Detractors of the idea of tax cuts for economic growth tend to cherry-pick one or more of their favorite historical time slices to advance their thesis. That's simply bad science, leading to biased findings and confusion. The truth is that economic growth always moves in fits and starts. Trying to capture definitive results within a specific time-period yields many a false conclusion; it is the lessons of history that fill out the story.
Results also need...well, results. Development of ideas far outruns research. Research creates sophisticated circuitry; development builds smart phones. To borrow from the oft cited baseball analogy, the public sector is quite capable of designing a hit or even a home run, but it's the private sector that invests in a bat and steps up to the plate.
The path of economic growth is far wider and smoother when the taxpayer retains capital instead of ceding it to the taxman. Most of that stuff we enjoy as a part of our quality of life emerged from the sweat of private investment, with an honorable mention to assists from the public side.
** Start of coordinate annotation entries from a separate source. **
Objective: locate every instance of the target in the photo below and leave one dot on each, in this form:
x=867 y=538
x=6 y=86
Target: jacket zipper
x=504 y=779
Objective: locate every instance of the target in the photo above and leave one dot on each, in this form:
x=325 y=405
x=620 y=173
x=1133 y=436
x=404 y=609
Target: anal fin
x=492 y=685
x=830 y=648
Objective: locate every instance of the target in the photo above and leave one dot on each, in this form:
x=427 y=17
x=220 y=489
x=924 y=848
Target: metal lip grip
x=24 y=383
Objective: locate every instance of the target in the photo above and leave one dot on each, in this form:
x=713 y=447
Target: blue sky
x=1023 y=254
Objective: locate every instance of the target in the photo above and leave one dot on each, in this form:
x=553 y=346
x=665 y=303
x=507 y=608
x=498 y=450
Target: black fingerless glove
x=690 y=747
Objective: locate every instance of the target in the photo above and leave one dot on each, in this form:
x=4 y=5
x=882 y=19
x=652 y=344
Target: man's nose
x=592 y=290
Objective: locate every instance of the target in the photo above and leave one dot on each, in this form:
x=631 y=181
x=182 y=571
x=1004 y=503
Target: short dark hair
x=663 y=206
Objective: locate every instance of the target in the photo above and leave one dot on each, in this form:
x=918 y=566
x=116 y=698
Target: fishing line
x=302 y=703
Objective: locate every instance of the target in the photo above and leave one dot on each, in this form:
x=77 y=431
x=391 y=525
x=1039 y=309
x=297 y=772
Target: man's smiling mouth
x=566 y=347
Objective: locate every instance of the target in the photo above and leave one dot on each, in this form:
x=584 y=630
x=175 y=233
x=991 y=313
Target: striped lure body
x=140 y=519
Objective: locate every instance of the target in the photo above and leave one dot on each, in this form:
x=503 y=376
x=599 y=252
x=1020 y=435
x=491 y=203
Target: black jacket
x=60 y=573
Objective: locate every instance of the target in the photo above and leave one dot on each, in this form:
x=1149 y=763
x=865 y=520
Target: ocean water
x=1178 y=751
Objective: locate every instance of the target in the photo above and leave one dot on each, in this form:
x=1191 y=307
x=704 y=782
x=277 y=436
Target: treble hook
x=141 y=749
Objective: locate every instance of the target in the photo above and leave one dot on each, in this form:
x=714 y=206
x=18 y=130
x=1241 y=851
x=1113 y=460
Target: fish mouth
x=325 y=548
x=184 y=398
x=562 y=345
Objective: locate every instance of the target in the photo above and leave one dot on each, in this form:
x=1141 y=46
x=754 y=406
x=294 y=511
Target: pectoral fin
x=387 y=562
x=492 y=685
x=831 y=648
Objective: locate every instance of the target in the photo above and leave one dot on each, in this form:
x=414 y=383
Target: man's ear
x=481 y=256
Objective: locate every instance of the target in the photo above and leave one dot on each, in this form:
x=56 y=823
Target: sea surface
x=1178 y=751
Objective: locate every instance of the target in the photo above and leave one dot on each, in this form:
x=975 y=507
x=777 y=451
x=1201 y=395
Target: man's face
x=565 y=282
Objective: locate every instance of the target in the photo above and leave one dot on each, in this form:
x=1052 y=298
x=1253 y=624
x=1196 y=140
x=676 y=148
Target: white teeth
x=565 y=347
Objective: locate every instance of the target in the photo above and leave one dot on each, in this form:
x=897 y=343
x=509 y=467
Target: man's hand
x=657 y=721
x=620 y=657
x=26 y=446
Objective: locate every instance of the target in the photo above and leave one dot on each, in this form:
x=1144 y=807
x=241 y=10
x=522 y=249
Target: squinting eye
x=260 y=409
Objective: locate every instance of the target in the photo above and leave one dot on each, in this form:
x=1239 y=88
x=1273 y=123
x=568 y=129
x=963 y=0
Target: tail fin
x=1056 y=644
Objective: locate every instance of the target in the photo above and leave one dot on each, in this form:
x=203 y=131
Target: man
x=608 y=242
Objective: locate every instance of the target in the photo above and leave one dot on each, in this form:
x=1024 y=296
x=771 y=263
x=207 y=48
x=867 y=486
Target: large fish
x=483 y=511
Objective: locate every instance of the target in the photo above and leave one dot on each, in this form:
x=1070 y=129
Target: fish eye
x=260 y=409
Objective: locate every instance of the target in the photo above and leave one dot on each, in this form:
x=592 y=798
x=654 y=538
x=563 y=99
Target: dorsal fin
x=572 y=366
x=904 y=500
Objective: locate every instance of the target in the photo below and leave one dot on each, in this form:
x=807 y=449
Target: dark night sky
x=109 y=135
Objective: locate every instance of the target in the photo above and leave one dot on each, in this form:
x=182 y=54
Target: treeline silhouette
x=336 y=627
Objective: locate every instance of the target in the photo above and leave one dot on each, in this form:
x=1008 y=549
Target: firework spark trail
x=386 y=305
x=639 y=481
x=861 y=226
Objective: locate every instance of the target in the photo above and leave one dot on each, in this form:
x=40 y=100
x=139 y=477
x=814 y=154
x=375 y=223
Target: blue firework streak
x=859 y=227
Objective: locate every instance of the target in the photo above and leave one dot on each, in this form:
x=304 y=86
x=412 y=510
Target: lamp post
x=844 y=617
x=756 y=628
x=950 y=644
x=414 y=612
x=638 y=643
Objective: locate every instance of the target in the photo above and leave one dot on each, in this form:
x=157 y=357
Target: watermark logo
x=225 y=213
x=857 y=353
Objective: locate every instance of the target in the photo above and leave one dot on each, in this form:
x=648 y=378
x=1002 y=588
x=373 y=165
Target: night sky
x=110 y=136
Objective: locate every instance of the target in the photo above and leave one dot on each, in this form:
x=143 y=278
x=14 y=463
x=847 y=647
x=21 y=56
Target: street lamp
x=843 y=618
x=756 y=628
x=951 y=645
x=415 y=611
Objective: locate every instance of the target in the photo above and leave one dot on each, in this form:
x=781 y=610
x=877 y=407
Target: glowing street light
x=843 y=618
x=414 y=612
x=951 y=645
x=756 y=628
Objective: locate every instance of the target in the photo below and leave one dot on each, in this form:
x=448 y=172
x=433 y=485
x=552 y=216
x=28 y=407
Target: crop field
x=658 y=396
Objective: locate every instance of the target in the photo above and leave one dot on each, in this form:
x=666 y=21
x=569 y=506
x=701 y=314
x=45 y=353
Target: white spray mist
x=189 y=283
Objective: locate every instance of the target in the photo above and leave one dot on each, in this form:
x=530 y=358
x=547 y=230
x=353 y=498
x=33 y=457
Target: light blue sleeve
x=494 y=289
Every dollar retained in the hands of the taxpayer, short of imperiling the primacy of public safety, improves the forecast for more good stuff to come. America is a remarkable place, sporting less than 5% of the world population while generating about 25% of global GDP. Now, imagine the United Stated having leaned heavily socialistic during the 19th or 20th century, draining resources away from innovators and developers and toward the state. What are the chances that we would be living the 2017 lifestyle we take for granted?
Would we be driving Teslas or Ladas, watching Lucy on CRTs or HBO on HDTV, dancing with new hips or poking through the park with canes, traveling everywhere on jets or booking a seat on a DC-3? Would life as we know it be 2017 or 1950 or...?
The trail of details in the aftermath of any tax policy will always foster an industry of speculation for myopic politicians and economists, but history proves that the best way to distance ourselves from caves and Model-Ts is investing in people, not in government.
Dean Kedenburg is an anthropologist in the hamlet of Leucadia, California.